Brewin Dolphin: Scottish AIM-listed companies going through ‘growing pains’

Brewin Dolphin: Scottish AIM-listed companies going through 'growing pains'

John Moore

Wealth management firm Brewin Dolphin has warned that Scottish companies listed on Alternative Investment Markets (AIM) are going through “growing pains” in 2019.

The firm’s analysis shows that shares in Scottish companies listed on the FTSE and AIM underperformed against the indexes in the first six months of 2019.

It found that Scottish organisations listed on the main market ended June 2019 +9.50 per cent higher than they started the year, compared to +10.39 per cent across the FTSE All Share.



AIM-listed companies in Scotland were down -7.19 per cent on average, drifting from the AIM All Share index’s +7.07 per cent gain over six months by a considerable margin.
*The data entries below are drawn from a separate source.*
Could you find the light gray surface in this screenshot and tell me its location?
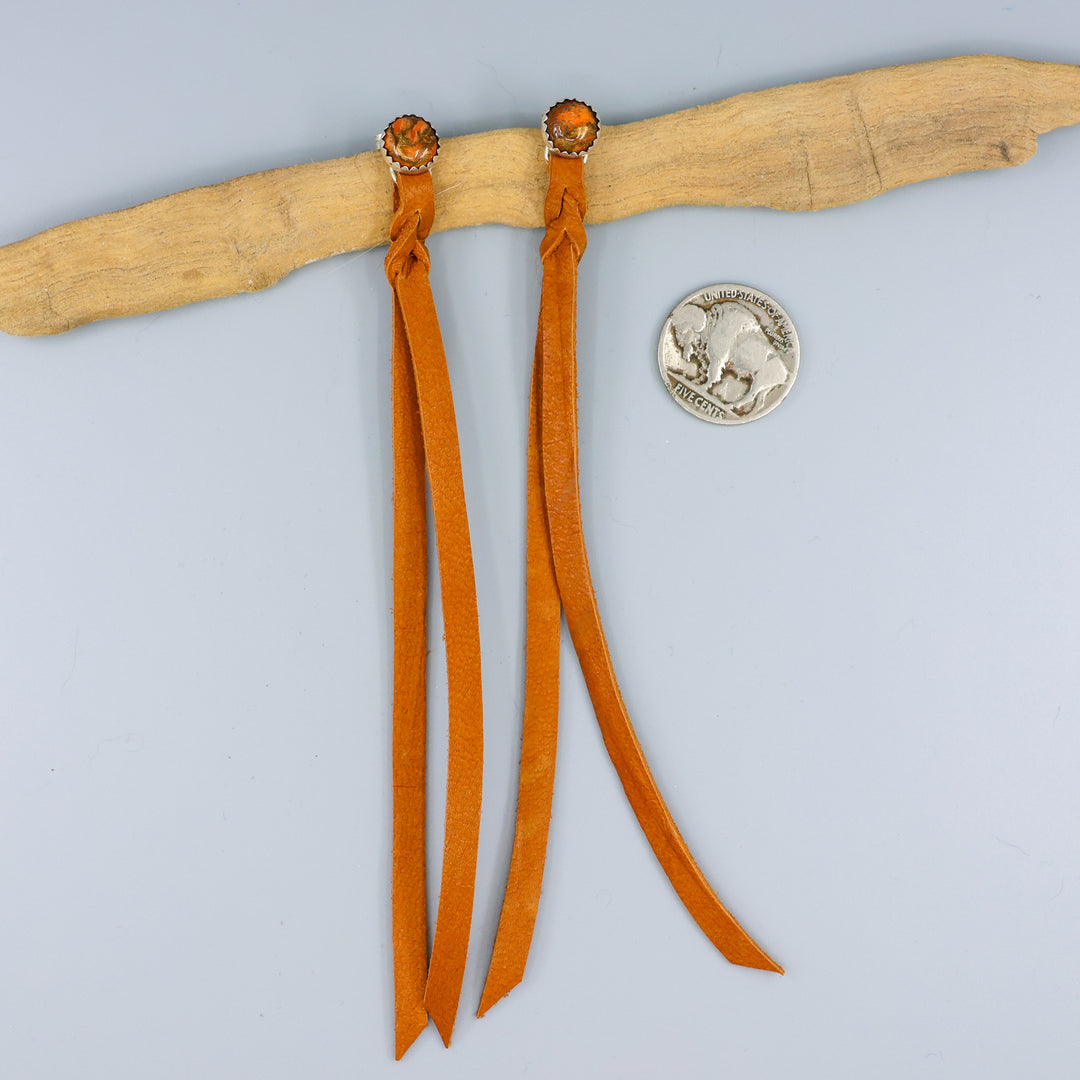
[0,0,1080,1080]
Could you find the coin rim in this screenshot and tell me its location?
[657,282,802,428]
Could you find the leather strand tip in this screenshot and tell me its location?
[725,949,784,975]
[476,978,521,1020]
[394,1013,428,1062]
[426,1000,455,1048]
Only four Scottish-based constituents of the FTSE ended the first six months of 2019 lower: STV (-1.98 per cent), Stagecoach (-4.23 per cent), Wood (-10.71 per cent) and John Menzies (-11.33 per cent). The biggest gainers over the same period were packaging firm Macfarlane Group (+33.99 per cent), sausage skin maker Devro (+29.21 per cent), engineering firm Weir Group (+19.14 per cent), and Irn-Bru producer AG Barr (+17.49 per cent).

Scotland’s AIM constituents were dragged down by troubles at fashion retailer Quiz, which lost -46.03 per cent of its value since the turn of the year. The only company’s stock to fall further was IDE Group, which lost -61.95 per cent before its shares were suspended on July 1st.

Among the top Scottish performers on AIM was surveillance systems designer Indigovision, with its shares up +50.87 per cent from the beginning of 2019. Nucleus Financial, the fintech company, and patent attorneys Murgitroyd gained +38.66 per cent and +35.33 per cent respectively.

John Moore, senior investment manager at Brewin Dolphin, said: “The first half of the year highlights that many of Scotland’s AIM-listed companies are going through growing pains. That’s not the end of the world – to help the businesses with real potential break through, investors need to be patient. Rather than being reactive to short-term influences, it underlines why you need to stick with investments for the long-term.

“Sigma Capital and Craneware are good examples of this. While their share prices haven’t done well since the turn of the year, they’ve identified long-term opportunities that, if their respective markets can become more established, could prove very fruitful. Most analysts agree the private rented sector will grow significantly over five to ten years. Likewise, making the US healthcare sector more efficient has seldom been more needed. But neither of these things will happen immediately and, in the meantime, the companies will be buffeted about by the wind.

“While Scotland’s more established businesses haven’t quite kept up with the wider index, they are still in relatively positive territory. The likes of AG Barr and Devro are well rooted in their markets and are cash-generative companies with strong supply chains – they can exert a certain amount of control and take steps to help themselves. Macfarlane Group is another instance of a company taking steps to help itself in a changing industry by making a series of acquisitions.”